Overall, a larger training set seems to be the logical conclusion when determining how to strengthen any of these classification models. With SVMs, the radial basis kerneling offers the most accuracy but other factors raise concern, mostly the kappa and the high C. If trading accuracy for overfitting is desired – which is not advisable – then this model is appropriate. In the future, more experimentation is needed when establishing the model, especially with the sigma and C values.
However, when comparing SVMs with decision trees, the latter proves to be a bit more beneficial for predictive measures.

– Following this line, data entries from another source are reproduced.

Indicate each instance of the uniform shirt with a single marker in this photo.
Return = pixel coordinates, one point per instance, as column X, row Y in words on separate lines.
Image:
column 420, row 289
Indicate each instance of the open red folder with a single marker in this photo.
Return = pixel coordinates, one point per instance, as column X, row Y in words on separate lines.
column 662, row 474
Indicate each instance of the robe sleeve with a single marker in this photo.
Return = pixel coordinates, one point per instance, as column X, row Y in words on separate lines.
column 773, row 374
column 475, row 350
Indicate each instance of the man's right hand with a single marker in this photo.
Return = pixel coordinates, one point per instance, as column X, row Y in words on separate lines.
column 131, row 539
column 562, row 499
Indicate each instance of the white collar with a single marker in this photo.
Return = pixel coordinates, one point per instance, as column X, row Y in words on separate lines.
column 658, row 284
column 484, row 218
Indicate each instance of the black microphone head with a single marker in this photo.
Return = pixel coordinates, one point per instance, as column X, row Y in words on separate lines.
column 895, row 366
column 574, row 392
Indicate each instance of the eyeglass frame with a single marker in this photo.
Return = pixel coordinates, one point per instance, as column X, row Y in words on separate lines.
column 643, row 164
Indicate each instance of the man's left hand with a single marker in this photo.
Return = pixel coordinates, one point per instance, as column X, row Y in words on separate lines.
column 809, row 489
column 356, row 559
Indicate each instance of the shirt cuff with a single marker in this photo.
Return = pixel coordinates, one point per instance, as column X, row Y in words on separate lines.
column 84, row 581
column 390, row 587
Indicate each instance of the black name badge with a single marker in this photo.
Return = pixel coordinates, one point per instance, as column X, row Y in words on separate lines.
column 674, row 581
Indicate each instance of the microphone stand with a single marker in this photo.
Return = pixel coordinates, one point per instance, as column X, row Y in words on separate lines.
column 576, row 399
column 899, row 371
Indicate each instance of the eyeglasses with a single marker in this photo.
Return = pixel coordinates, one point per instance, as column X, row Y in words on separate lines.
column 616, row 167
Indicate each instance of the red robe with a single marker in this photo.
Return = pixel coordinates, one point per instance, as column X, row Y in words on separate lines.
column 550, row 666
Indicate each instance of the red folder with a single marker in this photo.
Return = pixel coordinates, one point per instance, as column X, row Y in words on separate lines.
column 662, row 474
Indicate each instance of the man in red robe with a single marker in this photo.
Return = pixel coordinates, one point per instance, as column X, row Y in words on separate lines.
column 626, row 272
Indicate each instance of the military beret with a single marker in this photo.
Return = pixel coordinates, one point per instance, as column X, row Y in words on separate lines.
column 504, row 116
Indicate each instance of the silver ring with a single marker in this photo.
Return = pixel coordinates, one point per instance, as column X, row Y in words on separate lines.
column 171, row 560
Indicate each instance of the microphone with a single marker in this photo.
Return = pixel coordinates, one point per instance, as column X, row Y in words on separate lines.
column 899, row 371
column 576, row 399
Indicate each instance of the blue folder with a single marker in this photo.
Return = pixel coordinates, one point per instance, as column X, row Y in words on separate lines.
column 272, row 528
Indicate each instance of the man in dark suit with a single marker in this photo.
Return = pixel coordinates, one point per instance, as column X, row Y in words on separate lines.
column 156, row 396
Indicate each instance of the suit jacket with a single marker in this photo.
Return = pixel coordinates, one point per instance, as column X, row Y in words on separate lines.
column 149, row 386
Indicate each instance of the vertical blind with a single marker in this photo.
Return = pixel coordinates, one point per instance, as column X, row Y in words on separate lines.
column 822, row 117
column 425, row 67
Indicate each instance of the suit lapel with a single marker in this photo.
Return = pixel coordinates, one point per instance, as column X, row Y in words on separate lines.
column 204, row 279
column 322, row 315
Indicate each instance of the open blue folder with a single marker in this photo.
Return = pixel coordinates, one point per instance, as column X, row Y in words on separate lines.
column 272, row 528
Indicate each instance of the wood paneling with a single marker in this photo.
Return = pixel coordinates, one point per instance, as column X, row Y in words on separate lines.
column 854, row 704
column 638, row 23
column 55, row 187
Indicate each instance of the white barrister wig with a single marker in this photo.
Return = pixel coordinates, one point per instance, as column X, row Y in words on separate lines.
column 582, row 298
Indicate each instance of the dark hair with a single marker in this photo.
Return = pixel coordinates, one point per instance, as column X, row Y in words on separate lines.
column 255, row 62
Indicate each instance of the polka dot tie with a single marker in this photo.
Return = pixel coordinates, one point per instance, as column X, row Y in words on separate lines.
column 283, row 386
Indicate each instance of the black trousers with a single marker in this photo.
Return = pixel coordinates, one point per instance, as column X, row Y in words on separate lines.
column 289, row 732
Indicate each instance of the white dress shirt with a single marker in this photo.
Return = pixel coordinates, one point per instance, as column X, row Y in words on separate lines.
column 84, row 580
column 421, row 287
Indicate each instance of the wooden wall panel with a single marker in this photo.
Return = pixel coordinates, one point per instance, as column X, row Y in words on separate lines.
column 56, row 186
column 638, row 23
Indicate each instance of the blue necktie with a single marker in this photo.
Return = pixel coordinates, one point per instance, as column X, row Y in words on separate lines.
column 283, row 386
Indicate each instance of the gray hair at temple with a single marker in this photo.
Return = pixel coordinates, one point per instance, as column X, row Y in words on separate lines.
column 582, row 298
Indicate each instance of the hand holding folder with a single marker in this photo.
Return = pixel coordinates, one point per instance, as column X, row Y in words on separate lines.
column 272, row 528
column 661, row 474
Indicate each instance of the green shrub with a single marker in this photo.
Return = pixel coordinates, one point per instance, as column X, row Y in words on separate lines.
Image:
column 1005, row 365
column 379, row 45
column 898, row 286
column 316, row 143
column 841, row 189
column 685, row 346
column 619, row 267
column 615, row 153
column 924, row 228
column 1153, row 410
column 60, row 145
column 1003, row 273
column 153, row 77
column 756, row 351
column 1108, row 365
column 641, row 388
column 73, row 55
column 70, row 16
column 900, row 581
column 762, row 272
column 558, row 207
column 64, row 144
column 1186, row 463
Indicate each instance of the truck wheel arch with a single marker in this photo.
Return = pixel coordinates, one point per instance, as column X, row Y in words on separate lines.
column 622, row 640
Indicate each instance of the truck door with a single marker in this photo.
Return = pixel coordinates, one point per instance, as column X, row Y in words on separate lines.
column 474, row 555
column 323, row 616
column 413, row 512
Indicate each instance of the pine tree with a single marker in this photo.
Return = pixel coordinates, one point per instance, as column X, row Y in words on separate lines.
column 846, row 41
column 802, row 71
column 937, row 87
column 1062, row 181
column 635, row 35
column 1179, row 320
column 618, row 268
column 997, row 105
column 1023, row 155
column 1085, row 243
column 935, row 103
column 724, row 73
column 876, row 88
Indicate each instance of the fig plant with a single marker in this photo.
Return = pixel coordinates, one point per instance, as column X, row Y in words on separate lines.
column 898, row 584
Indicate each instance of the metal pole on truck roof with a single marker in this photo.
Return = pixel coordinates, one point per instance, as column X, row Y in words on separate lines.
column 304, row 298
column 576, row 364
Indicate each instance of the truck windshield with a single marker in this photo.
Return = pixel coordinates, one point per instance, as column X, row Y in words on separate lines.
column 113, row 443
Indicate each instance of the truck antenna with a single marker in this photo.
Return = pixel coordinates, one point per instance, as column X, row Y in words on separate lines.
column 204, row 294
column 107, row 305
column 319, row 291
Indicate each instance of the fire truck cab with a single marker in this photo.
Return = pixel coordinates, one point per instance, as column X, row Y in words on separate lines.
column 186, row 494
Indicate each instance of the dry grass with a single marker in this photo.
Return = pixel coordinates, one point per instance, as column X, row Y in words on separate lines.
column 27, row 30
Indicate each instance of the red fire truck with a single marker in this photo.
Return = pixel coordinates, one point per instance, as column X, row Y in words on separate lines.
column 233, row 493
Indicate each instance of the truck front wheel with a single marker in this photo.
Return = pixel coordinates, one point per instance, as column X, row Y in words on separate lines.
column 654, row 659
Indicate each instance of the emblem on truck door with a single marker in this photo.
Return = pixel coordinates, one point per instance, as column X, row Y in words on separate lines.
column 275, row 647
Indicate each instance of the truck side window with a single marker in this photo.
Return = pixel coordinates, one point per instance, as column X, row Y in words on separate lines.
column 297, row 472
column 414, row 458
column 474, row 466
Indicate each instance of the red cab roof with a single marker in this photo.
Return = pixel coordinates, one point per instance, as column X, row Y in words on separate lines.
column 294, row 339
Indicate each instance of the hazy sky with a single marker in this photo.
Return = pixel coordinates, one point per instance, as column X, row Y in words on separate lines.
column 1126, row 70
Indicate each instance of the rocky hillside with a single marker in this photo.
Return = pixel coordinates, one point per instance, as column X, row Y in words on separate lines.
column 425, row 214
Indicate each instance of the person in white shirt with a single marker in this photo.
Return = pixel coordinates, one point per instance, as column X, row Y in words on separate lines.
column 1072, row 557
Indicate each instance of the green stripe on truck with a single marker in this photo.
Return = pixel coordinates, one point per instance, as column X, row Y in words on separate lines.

Beyond variables such as revenue and expenses, the liabilities variable offered an interesting finding, as these are often “hidden” fiscal indicators in terms of assessment. For this exercise, given the hierarchical nature of decision trees, this model is decidedly the most useful in assessing and predicting the fiscal health of Mohawk Valley nonprofits holistically.
Altman, Douglas G. (1999). Practical statistics for medical research. Chapman; Hall/CRC Press.
Hastie, T., Tibshirani, R., & Friedman, J. (2016). The Elements of Statistical Learning: Data Mining, Inference, and Prediction, 2nd Edition, Springer.
Müller, A.C., & Guido, S. (2016). Introduction to machine learning with python. Sebastopol, CA: O’Reilly Media, Inc.
Tan, P.-N., Steinbach, M., Karpatne, A., & Kumar, V. (2019). Introduction to data mining. New York, NY: Pearson Education, Inc.